The idea for Bucket came to Hwang in 2003, when he was working on a research project in conjunction with the San Francisco branch of the Federal Reserve. The goal, he says, was to attempt to quantify the amount of energy required to maintain the fiat currency instrument within the United States. “I was surprised at my findings that, despite their inferior value, coins represented the dominant cost in the cash instrument,” he says.
But at the time, the technology to follow through with the idea had not yet evolved enough to bring feasibility to the concept.

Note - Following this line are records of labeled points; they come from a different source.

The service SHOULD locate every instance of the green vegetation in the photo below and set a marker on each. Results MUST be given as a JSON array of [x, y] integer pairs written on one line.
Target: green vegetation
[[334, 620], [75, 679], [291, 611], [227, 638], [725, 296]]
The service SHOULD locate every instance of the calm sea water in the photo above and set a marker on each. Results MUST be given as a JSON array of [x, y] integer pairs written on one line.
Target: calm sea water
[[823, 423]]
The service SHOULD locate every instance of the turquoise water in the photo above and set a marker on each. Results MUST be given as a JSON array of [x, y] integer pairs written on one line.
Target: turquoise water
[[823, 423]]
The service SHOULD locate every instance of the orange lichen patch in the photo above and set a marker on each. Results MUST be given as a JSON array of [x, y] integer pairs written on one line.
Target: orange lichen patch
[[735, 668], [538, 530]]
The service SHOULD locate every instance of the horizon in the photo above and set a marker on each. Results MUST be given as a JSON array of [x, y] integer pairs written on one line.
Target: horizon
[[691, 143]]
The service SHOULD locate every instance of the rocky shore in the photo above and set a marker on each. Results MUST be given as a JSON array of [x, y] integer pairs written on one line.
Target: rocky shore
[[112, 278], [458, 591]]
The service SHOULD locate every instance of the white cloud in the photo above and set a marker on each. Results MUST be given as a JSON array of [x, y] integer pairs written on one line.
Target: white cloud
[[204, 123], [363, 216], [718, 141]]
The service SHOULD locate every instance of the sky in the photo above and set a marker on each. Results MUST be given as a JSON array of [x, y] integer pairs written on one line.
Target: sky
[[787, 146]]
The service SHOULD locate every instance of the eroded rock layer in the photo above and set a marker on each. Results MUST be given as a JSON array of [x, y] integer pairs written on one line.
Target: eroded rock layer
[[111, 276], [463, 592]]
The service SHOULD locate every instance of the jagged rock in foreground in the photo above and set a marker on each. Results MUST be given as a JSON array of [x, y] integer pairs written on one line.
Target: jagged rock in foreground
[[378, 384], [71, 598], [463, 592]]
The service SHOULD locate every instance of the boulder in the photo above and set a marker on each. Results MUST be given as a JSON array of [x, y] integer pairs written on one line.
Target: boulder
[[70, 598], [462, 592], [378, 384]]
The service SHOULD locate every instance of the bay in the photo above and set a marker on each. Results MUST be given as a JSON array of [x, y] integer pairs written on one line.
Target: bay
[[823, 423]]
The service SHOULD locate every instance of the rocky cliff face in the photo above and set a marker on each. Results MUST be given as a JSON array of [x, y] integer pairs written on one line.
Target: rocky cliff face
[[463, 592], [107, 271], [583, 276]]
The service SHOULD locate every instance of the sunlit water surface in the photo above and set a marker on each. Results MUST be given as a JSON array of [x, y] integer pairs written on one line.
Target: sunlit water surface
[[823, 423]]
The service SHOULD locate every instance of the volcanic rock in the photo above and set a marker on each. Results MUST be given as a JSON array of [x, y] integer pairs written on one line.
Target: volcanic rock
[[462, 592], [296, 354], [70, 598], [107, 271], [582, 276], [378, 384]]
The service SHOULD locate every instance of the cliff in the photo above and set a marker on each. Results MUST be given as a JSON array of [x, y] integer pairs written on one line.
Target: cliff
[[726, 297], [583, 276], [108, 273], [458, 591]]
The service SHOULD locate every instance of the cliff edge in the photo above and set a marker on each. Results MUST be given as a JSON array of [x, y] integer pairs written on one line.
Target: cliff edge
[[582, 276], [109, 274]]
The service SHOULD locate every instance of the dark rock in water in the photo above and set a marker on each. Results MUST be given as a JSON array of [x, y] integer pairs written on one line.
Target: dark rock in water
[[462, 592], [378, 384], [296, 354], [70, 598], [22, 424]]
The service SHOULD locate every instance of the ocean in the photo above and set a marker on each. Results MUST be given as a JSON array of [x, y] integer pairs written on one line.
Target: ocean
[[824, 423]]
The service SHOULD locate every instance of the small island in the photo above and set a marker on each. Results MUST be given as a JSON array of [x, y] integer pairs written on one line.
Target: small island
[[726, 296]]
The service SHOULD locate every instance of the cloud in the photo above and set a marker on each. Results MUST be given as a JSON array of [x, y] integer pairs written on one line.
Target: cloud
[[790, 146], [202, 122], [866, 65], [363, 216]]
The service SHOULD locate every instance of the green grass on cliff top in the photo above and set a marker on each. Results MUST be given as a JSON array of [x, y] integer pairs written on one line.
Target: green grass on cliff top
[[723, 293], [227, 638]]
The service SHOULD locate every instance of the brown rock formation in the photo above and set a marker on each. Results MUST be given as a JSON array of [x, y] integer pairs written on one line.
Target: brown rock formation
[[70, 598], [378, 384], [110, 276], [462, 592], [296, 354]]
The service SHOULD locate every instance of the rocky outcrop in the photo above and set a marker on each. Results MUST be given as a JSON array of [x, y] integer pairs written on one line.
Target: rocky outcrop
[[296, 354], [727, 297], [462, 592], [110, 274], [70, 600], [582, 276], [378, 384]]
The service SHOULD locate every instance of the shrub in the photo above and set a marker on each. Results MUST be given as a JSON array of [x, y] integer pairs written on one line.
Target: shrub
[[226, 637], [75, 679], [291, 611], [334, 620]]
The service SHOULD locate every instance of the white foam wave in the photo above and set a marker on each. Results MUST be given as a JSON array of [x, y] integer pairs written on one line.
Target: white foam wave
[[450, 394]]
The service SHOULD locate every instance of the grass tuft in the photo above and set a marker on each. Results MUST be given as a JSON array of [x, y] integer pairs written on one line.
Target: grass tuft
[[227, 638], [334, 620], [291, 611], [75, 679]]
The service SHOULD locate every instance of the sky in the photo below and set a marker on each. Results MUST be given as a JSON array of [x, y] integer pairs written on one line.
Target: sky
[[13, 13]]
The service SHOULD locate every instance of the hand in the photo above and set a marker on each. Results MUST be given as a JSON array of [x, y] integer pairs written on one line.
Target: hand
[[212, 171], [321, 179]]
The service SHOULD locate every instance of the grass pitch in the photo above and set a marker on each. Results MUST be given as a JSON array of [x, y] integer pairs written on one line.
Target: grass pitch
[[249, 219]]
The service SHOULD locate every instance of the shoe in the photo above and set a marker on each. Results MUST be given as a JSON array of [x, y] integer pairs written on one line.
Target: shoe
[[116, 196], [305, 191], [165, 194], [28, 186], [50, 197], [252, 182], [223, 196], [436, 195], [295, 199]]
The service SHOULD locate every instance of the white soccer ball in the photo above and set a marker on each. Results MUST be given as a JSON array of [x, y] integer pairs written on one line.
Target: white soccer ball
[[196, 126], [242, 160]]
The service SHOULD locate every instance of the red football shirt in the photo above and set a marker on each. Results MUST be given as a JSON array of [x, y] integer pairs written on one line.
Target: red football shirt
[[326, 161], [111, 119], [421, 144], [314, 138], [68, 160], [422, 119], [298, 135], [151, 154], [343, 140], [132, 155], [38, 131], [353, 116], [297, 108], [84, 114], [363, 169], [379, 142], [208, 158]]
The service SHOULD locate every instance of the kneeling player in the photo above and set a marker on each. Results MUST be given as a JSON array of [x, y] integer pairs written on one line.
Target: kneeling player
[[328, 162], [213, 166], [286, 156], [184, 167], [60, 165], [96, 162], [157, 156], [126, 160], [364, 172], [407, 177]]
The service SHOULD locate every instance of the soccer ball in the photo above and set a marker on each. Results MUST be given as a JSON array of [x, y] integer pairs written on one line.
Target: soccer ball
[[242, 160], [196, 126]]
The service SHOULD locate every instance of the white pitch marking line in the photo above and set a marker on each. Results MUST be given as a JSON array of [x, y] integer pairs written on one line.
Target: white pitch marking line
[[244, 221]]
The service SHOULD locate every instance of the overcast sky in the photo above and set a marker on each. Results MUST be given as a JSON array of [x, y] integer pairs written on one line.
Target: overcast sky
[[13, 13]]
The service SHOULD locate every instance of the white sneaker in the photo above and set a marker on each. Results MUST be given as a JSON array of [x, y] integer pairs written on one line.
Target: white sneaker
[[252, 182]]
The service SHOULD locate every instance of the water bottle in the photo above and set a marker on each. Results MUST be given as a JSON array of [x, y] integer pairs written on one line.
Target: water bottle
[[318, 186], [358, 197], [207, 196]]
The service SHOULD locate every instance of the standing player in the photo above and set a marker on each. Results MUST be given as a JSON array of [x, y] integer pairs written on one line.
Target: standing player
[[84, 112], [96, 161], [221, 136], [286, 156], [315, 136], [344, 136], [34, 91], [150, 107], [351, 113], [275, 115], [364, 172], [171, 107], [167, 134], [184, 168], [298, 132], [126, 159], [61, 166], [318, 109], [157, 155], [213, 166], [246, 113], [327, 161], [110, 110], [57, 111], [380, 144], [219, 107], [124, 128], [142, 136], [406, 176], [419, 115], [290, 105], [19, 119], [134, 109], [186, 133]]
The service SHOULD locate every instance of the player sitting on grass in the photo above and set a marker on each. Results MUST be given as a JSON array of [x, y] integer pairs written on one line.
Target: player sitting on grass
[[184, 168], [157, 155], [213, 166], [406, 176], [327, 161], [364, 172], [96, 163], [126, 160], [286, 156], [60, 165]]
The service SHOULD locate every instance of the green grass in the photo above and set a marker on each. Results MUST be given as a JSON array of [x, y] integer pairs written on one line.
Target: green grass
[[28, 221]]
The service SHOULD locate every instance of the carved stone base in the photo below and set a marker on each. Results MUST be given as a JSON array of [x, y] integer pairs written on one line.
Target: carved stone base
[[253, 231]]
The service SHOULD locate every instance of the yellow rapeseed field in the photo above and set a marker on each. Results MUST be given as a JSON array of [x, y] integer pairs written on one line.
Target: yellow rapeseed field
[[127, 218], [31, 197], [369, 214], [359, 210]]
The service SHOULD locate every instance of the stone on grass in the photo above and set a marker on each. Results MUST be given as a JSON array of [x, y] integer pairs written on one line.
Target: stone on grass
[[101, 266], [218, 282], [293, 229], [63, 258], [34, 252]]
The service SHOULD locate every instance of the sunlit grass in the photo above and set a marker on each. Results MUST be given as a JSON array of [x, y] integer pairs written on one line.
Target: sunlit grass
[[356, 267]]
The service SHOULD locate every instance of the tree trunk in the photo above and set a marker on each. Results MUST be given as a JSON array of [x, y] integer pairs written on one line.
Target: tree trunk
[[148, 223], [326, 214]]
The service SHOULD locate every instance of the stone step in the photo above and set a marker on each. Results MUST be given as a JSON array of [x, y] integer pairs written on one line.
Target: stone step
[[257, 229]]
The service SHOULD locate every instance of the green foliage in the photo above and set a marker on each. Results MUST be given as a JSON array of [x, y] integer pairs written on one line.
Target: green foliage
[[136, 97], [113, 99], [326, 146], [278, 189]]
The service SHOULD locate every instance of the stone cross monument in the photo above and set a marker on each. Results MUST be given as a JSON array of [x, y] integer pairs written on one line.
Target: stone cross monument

“There were too many limitations, including cash registers not even being connected to the internet and smartphone ubiquity not having reached a critical mass. By 2016, I felt that digital POS systems and consumer behavior had evolved and matured to a point where the idea would be doable,” says Hwang. “I partnered up with Daniel Kam, an established entrepreneur who had built several businesses of his own, and in August of 2016, we started the journey of Bucket.”
While Bucket was conceived in Southern California, it now calls Arkansas home.
“Arkansas is a hub of innovation, and we’re lucky that we can be a part of the fun,” says Hwang. “Northwest Arkansas, where I am based and where we are launching Bucket’s pilot, represents a community that is educated, eager for new technologies and welcoming to new people and ideas. It’s a state where startups are welcomed by both the public and private sectors.”
While Bucket has been hit with the same setbacks many FinTech companies face, such as finding efficient ways to build their technology, the company has succeeded in raising more $2.5 million through “the vision of incredible investors and the drive and execution of the Bucket team.”
“We have created a product with the potential to really push a cashless society forward, and I am surrounded by people who are motivated to be part of a solution,” says Hwang. “If you are passionate about your idea, do the research and try to make it happen.”
Arkansas is rife with opportunities for startups looking to shake up any number of industries, be it health care, home services, supply chain or even culinary arts. Organizations exist throughout the state to help accelerate young companies through collaboration, turning bright ideas into useful realities.
One such industry thriving in Arkansas’ pro-business climate is the ever-evolving FinTech industry. FinTech, short for financial technology, is driven by innovations that aim to compete with traditional financial methods in the delivery of financial services. FinTech startups also benefit from access to organizations designed to expedite positive results.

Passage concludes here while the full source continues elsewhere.